Introduction to Screen Scraping

Posted by Alan Barr on Sat 29 September 2018

What is screen scraping?

Screen scraping is the act of downloading webpages to take data typically embedded in an html format and parse it into a simpler format. Ideally you are scraping for good intentions because you want to do something with public data that is not exposed in an easier to download manner such as an API, CSV, or JSON. Be considerate of who you are scraping from and be ethical. Often times I want to collect reviews and ratings and do some kind of data science on that data and a scraper may be required.

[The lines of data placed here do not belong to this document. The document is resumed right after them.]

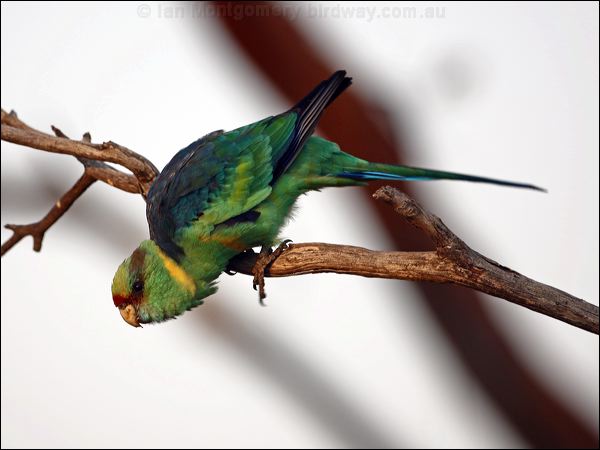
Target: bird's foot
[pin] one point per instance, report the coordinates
(265, 258)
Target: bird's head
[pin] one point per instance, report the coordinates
(149, 286)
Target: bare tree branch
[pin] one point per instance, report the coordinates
(38, 229)
(16, 131)
(451, 262)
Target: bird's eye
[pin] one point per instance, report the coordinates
(138, 287)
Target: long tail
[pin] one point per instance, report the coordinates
(376, 171)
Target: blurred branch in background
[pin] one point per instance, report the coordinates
(451, 262)
(284, 56)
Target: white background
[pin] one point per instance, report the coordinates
(502, 90)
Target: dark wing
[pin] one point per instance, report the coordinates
(308, 112)
(214, 179)
(223, 175)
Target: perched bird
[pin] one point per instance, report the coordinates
(230, 191)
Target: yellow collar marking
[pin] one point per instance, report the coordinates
(177, 272)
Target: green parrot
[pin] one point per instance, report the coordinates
(231, 191)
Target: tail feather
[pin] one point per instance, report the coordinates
(405, 173)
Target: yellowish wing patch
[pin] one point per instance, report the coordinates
(178, 274)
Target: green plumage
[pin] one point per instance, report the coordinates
(229, 192)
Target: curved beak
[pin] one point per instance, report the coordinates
(129, 315)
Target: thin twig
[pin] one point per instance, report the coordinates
(38, 229)
(16, 131)
(452, 262)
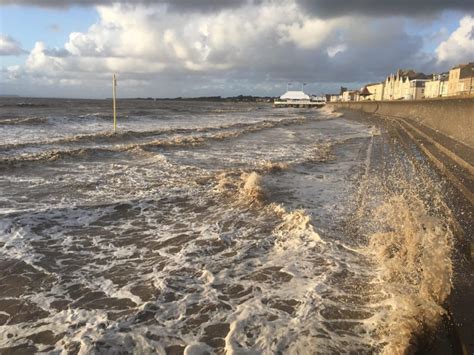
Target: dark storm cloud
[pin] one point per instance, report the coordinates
(335, 8)
(178, 5)
(10, 46)
(319, 8)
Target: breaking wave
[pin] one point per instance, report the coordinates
(413, 250)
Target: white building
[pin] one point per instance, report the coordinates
(294, 96)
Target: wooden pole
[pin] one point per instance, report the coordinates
(114, 85)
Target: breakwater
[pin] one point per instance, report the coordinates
(451, 117)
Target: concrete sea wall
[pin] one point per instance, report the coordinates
(453, 117)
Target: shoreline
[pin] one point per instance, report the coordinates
(454, 334)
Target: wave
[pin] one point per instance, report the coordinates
(413, 250)
(222, 133)
(24, 121)
(24, 104)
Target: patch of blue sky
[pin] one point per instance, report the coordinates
(28, 25)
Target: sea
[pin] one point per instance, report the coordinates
(214, 228)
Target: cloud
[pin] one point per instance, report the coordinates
(255, 47)
(176, 5)
(459, 47)
(409, 8)
(318, 8)
(9, 46)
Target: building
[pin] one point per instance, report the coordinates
(417, 89)
(376, 91)
(364, 94)
(399, 86)
(461, 80)
(350, 95)
(438, 87)
(332, 97)
(297, 99)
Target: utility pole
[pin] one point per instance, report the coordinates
(114, 85)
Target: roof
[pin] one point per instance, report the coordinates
(365, 92)
(372, 84)
(294, 95)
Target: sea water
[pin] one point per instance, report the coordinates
(203, 227)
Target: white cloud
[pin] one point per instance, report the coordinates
(244, 49)
(9, 46)
(334, 50)
(459, 47)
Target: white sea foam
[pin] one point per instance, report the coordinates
(230, 238)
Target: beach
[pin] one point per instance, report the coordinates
(218, 227)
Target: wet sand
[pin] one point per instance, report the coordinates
(454, 335)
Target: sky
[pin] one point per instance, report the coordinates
(171, 48)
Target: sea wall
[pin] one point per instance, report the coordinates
(453, 117)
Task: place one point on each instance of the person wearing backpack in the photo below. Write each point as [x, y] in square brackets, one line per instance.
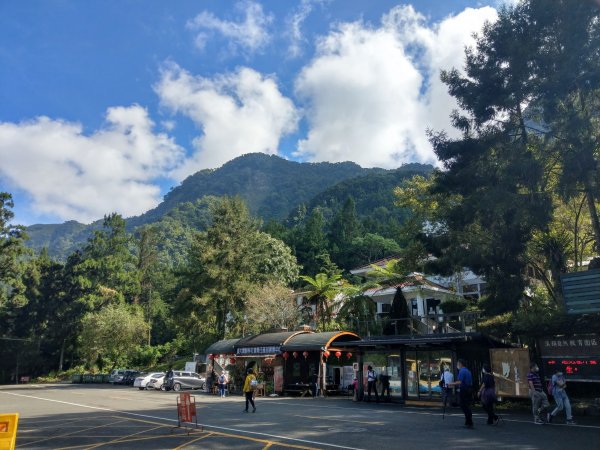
[558, 385]
[250, 385]
[446, 381]
[222, 380]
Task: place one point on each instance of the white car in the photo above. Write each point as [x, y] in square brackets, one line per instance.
[157, 382]
[141, 382]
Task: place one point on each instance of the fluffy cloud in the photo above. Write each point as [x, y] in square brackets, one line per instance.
[74, 176]
[249, 34]
[372, 93]
[294, 25]
[241, 112]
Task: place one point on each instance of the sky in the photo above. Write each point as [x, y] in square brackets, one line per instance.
[105, 105]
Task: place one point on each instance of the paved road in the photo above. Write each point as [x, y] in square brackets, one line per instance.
[88, 416]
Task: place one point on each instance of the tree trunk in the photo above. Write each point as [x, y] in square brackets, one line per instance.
[62, 355]
[589, 193]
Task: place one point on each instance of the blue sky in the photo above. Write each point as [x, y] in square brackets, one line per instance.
[106, 105]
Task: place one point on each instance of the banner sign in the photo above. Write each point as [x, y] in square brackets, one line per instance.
[268, 350]
[510, 367]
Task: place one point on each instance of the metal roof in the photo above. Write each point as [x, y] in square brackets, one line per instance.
[268, 339]
[224, 346]
[318, 341]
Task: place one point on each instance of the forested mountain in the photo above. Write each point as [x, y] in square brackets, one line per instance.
[271, 186]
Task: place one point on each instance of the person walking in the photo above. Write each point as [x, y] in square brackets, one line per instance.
[561, 398]
[169, 379]
[371, 384]
[539, 399]
[249, 388]
[222, 380]
[487, 394]
[465, 386]
[446, 383]
[314, 384]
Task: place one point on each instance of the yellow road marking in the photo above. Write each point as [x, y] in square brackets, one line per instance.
[69, 434]
[341, 420]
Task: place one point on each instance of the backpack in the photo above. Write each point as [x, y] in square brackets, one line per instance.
[550, 387]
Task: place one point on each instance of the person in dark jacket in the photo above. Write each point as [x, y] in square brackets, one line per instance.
[465, 386]
[487, 394]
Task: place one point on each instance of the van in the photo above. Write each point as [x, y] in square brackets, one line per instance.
[117, 376]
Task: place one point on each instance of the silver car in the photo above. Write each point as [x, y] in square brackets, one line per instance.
[187, 380]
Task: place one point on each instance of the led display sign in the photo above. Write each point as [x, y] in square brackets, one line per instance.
[586, 368]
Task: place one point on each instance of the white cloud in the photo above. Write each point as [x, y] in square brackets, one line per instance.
[238, 113]
[294, 25]
[372, 93]
[74, 176]
[249, 34]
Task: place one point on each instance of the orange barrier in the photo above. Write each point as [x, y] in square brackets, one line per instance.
[186, 410]
[8, 430]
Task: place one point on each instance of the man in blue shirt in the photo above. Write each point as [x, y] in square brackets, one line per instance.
[465, 385]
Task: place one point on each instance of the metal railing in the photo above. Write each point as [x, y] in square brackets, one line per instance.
[430, 324]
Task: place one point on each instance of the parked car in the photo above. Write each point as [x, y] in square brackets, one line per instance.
[130, 376]
[116, 376]
[187, 380]
[156, 382]
[142, 380]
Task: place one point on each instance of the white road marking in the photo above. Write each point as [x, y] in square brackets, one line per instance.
[304, 441]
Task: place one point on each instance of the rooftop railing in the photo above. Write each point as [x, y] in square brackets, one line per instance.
[415, 326]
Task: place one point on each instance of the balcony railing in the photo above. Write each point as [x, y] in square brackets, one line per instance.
[430, 324]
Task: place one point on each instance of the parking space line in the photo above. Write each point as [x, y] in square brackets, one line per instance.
[194, 440]
[341, 420]
[100, 408]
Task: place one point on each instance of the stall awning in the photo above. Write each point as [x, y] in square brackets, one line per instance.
[222, 347]
[266, 343]
[319, 341]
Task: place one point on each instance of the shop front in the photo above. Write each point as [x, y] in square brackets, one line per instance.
[413, 366]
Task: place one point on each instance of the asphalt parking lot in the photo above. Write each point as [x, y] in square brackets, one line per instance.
[106, 417]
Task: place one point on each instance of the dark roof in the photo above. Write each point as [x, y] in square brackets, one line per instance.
[317, 341]
[268, 339]
[224, 346]
[428, 339]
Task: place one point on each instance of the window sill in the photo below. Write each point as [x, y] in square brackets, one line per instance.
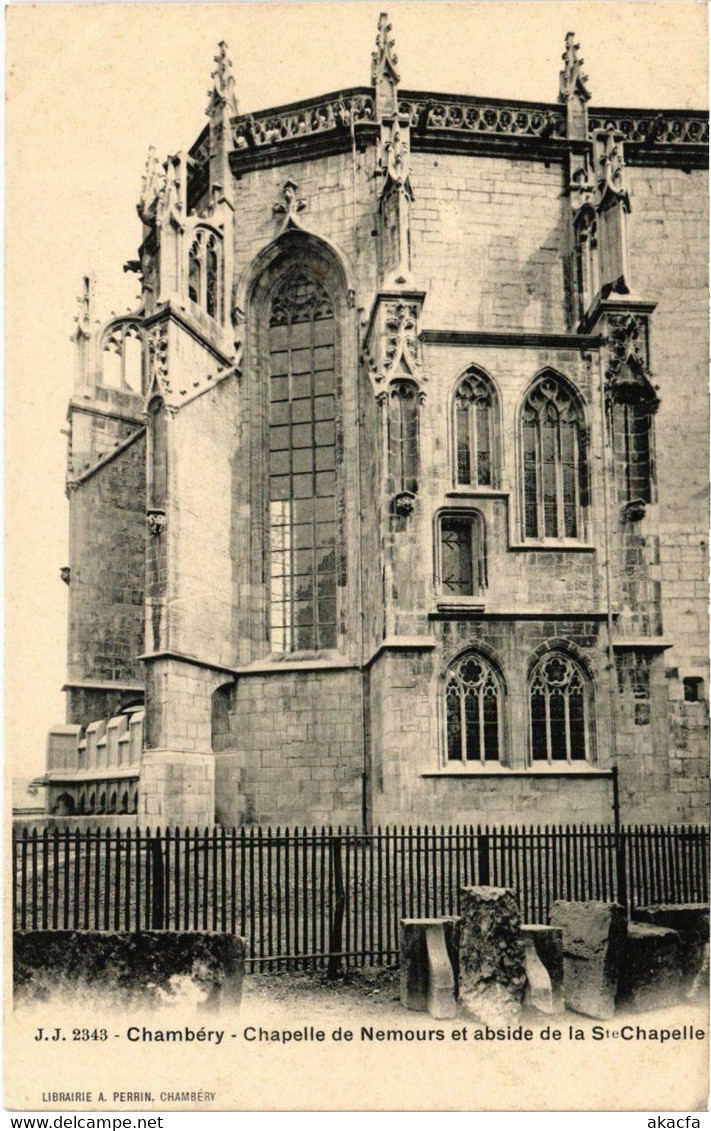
[456, 604]
[492, 770]
[560, 546]
[477, 493]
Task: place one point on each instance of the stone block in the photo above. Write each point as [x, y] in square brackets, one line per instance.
[492, 959]
[651, 975]
[548, 943]
[594, 939]
[690, 921]
[538, 992]
[428, 965]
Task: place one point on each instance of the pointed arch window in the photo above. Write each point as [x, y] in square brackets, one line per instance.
[475, 440]
[553, 462]
[402, 438]
[560, 704]
[474, 711]
[462, 554]
[586, 259]
[205, 273]
[302, 466]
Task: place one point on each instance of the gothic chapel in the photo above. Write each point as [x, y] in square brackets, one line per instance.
[389, 502]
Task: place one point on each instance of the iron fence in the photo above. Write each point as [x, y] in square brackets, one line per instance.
[329, 897]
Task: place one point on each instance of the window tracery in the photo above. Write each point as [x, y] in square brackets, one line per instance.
[558, 704]
[302, 466]
[474, 704]
[552, 462]
[475, 404]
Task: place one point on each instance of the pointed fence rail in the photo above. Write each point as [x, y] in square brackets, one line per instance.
[332, 897]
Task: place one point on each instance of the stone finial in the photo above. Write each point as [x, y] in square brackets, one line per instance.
[222, 95]
[152, 184]
[383, 74]
[86, 301]
[289, 207]
[572, 79]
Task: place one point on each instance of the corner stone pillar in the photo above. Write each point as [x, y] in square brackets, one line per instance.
[178, 765]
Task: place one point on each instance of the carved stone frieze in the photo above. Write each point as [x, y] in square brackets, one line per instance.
[158, 357]
[655, 128]
[627, 377]
[222, 97]
[383, 74]
[156, 521]
[289, 207]
[573, 83]
[254, 131]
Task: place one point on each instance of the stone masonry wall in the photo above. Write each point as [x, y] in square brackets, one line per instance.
[106, 558]
[488, 242]
[202, 528]
[297, 735]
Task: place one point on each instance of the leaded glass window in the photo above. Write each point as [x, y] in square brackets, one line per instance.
[473, 696]
[302, 467]
[632, 430]
[551, 426]
[205, 274]
[474, 431]
[558, 706]
[462, 559]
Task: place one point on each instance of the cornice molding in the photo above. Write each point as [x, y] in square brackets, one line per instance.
[511, 339]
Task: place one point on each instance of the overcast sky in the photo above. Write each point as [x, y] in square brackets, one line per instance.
[90, 87]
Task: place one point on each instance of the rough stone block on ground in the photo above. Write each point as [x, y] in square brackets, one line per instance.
[492, 958]
[538, 992]
[548, 943]
[594, 940]
[201, 966]
[428, 965]
[651, 975]
[691, 922]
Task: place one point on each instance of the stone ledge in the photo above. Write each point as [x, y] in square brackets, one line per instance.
[505, 771]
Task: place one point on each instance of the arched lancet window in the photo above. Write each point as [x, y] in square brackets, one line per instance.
[302, 466]
[475, 422]
[194, 274]
[402, 438]
[553, 463]
[132, 360]
[560, 707]
[474, 710]
[633, 442]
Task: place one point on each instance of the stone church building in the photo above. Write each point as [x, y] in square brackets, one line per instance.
[389, 502]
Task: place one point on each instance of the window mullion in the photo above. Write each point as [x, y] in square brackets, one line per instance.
[474, 446]
[540, 532]
[566, 714]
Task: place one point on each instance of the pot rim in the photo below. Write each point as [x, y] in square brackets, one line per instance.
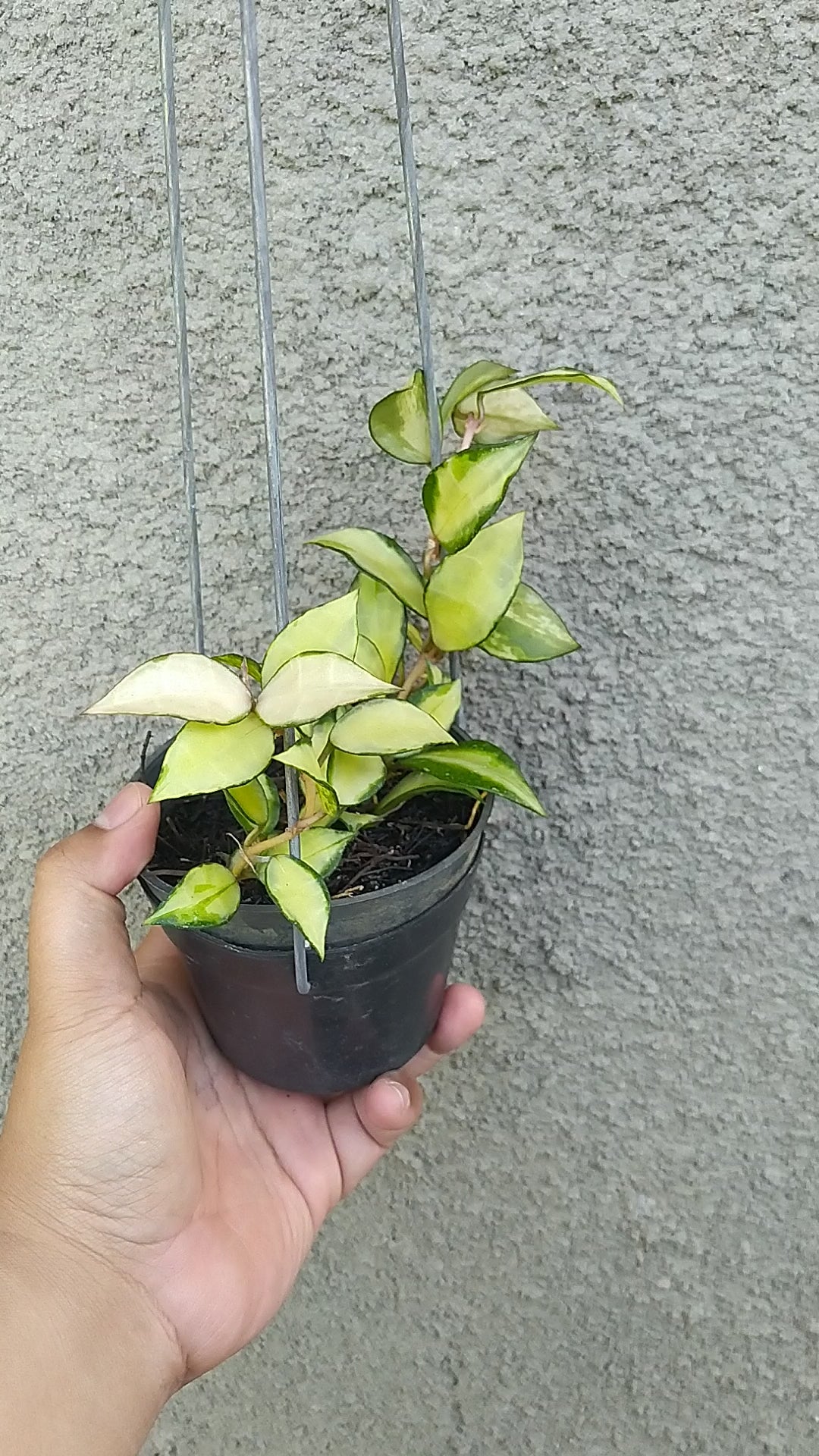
[371, 896]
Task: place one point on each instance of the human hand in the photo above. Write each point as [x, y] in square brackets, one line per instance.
[134, 1147]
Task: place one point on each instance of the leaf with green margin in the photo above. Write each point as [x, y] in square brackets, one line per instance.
[369, 657]
[330, 628]
[235, 660]
[557, 376]
[321, 848]
[180, 685]
[403, 728]
[529, 631]
[414, 783]
[441, 702]
[466, 490]
[256, 805]
[354, 777]
[480, 767]
[400, 424]
[321, 731]
[471, 590]
[382, 620]
[207, 896]
[510, 414]
[206, 758]
[381, 557]
[302, 897]
[311, 685]
[506, 410]
[302, 758]
[471, 379]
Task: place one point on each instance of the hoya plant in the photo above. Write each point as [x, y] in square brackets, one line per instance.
[354, 695]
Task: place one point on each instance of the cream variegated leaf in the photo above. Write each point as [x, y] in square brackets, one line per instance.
[207, 896]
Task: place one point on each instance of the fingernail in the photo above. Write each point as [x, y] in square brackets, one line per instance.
[123, 807]
[400, 1098]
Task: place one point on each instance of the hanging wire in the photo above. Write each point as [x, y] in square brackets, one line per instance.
[416, 243]
[270, 395]
[180, 310]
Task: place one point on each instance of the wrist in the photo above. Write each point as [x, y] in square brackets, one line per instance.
[88, 1360]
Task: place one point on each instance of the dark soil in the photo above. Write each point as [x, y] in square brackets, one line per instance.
[420, 835]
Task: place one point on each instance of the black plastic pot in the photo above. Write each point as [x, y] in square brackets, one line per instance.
[373, 1001]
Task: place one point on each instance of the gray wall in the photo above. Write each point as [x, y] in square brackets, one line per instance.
[605, 1237]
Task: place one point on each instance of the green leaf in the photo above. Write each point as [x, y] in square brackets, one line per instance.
[387, 728]
[502, 417]
[206, 758]
[529, 631]
[466, 490]
[382, 622]
[471, 379]
[303, 758]
[469, 592]
[235, 660]
[414, 783]
[330, 628]
[207, 896]
[256, 805]
[442, 702]
[480, 767]
[557, 376]
[354, 777]
[181, 685]
[381, 557]
[321, 849]
[400, 424]
[359, 821]
[321, 733]
[302, 897]
[311, 685]
[369, 657]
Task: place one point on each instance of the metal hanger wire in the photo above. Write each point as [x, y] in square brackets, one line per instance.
[265, 316]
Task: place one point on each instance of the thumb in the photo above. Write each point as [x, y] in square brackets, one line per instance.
[79, 949]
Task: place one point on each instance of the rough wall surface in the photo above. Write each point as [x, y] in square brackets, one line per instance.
[605, 1239]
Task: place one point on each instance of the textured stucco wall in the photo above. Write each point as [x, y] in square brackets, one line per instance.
[607, 1237]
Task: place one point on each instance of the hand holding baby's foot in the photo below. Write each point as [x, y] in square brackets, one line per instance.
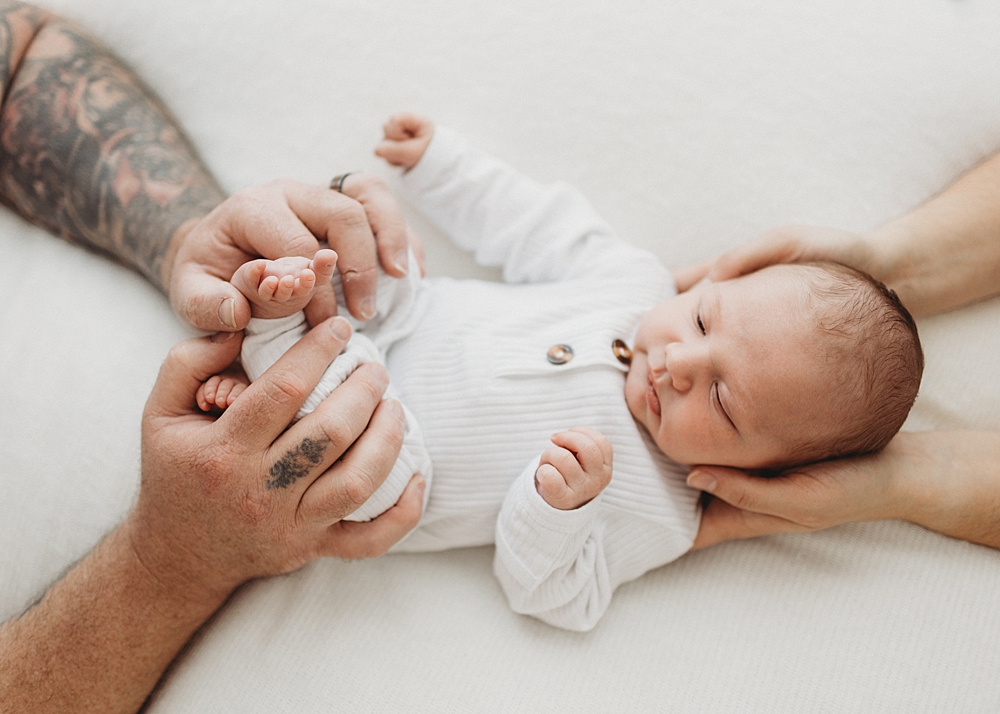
[406, 139]
[221, 390]
[574, 471]
[278, 288]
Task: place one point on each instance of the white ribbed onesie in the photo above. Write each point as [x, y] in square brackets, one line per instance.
[469, 362]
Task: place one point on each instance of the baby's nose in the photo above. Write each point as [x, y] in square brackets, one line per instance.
[683, 364]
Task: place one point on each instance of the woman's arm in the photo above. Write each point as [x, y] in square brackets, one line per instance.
[942, 255]
[946, 481]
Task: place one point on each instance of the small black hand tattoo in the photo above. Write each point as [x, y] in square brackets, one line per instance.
[297, 462]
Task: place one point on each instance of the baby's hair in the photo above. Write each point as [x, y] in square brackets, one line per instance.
[874, 357]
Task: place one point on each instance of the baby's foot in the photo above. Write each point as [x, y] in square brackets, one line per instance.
[221, 390]
[278, 288]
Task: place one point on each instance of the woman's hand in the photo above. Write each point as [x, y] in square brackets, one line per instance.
[947, 481]
[788, 244]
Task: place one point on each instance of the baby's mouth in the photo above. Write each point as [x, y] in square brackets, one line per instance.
[652, 400]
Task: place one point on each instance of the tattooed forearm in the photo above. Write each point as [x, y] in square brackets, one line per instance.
[297, 463]
[89, 152]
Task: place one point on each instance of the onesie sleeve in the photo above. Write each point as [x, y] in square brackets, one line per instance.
[536, 233]
[563, 566]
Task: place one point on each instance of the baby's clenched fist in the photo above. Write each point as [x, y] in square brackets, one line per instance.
[406, 139]
[576, 469]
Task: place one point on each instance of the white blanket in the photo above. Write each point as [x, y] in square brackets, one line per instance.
[692, 127]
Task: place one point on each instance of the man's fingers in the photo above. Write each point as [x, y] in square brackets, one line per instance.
[347, 539]
[343, 223]
[794, 496]
[188, 364]
[207, 301]
[267, 406]
[385, 219]
[362, 469]
[721, 522]
[322, 305]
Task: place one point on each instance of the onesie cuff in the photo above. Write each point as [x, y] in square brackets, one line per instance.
[442, 154]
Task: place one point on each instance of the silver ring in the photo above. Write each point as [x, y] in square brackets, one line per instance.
[337, 182]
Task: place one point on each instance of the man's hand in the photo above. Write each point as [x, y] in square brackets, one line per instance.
[406, 139]
[286, 218]
[788, 244]
[575, 470]
[239, 497]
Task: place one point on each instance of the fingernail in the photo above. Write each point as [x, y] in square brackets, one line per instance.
[340, 328]
[702, 481]
[227, 313]
[397, 411]
[368, 308]
[402, 262]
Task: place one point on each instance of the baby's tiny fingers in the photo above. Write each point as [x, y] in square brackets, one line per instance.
[565, 463]
[586, 449]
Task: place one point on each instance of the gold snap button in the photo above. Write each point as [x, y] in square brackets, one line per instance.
[622, 352]
[559, 354]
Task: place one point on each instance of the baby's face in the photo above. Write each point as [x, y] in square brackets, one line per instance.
[730, 373]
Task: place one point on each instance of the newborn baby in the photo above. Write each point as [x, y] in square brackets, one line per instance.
[559, 411]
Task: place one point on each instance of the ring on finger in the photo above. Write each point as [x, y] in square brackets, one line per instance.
[337, 182]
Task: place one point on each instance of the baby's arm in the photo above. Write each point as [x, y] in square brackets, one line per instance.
[563, 566]
[535, 232]
[575, 470]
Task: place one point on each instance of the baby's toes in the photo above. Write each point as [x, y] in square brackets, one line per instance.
[268, 286]
[305, 283]
[237, 390]
[205, 396]
[286, 285]
[222, 394]
[324, 263]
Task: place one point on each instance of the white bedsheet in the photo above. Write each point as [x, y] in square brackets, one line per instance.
[692, 127]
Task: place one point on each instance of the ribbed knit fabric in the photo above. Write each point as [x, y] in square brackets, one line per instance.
[475, 374]
[469, 360]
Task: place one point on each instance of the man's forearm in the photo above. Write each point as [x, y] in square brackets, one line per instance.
[945, 253]
[87, 151]
[101, 637]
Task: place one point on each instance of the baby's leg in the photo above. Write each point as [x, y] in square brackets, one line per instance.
[278, 288]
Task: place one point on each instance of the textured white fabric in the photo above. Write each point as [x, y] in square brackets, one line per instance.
[267, 339]
[691, 127]
[471, 362]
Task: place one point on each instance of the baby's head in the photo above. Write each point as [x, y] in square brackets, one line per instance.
[788, 365]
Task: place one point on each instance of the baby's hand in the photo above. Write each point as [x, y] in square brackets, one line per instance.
[221, 390]
[575, 470]
[406, 139]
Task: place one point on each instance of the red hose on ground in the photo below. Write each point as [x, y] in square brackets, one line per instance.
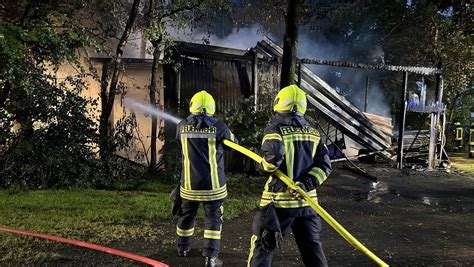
[87, 245]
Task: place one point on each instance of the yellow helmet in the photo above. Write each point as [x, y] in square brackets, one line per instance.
[202, 101]
[290, 98]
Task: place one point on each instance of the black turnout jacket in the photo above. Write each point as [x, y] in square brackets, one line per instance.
[202, 176]
[293, 146]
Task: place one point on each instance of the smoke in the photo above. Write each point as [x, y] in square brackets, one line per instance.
[133, 104]
[349, 82]
[319, 45]
[239, 38]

Before you start writing your own scraper you want to investigate whether it is worth doing in the first place. Often times the data is exposed through a hidden API or structured JSON already that negates any need for parsing HTML. I always start with opening the browser developer tools, selecting the network tab and look for requests that return JSON or XML.

Getting Started

Now that you determined there is no easier way to get your data except parsing html the first thing you want to do is download the webpages. Ideally you want to separate the process of obtaining the data and the scraping process into separate actions. This will make the whole process more robust. If the website is client side dynamically generated this process will require usage of a headless browser to download the rendered content. You can see an example of this at here otherwise if it is all server rendered that will make things much easier.

Downloading the page

This can be accomplished in a variety of ways and for learning purposes saving it to a local folder should work well enough. Start with collecting a list of pages that need to be downloaded. Below are a couple shell scripts to accomplish the download in powershell or bash. You want to keep track any webpage request that failed to download.

Powershell

$sites = @("https://alanmbarr.github.io/HackMidWestTimeline/","https://example.com")
$counter = 0
For-Each ($site in $sites){
    Invoke-WebRequest -Uri $site -OutFile "C:\\$counter.html"
    $counter++
}

Bash

#!/bin/bash
set -o nounset
set -o errexit
set -eo pipefail
IFS=","

counter=0
sites=("https://alanmbarr.github.io/HackMidWestTimeline/","https://example.com")
for site in $sites
do
   echo $site
   curl -s $site > $counter.html;
   ((counter++));
done

Parsing the files

Now that you have all these files on your machine somewhere you want to choose an html parser to work with. Your goal is to deal with missing data and come up with a format that is going to be workable for when you use this data. For simplicity sake let's use tab delimited files (separated by \t ).

Most of the logic around parsing the HTML file is going to be around dealing with missing data. For example if I want to grab all the reviews for my company I want any data related to that review and a review might have data unique to the reviewer that not all reviews have.

The ideal html parser you will want to choose will support XPath and/or CSS selectors. You will want to choose generic paths that do not depend on a specific hierarchy of elements to select your data and hopefully the structure of the html does not change much per page.

For PHP I like simple html dom and there is a great resource on how to use it here For other languages there is a great list of options here

Creating a Data Model

In object oriented languages this would likely be a class but this could be as simple as a key value pair data structure like a dictionary. As you begin parsing your files you want to collect the data into this data model and then in our case write it to a text file tab delimited. On the first run we want to view this file to see that the data looks correct.

As you are tweaking this script you want to have safe defaults for when the data is missing or might have strange content.

Scaling out

If you are going to take this any further you'll need write even more robust code around the scrape process. Hartley Brody has an excellent list of tips In particular if you take scraping to the next level using a database for saving results is great.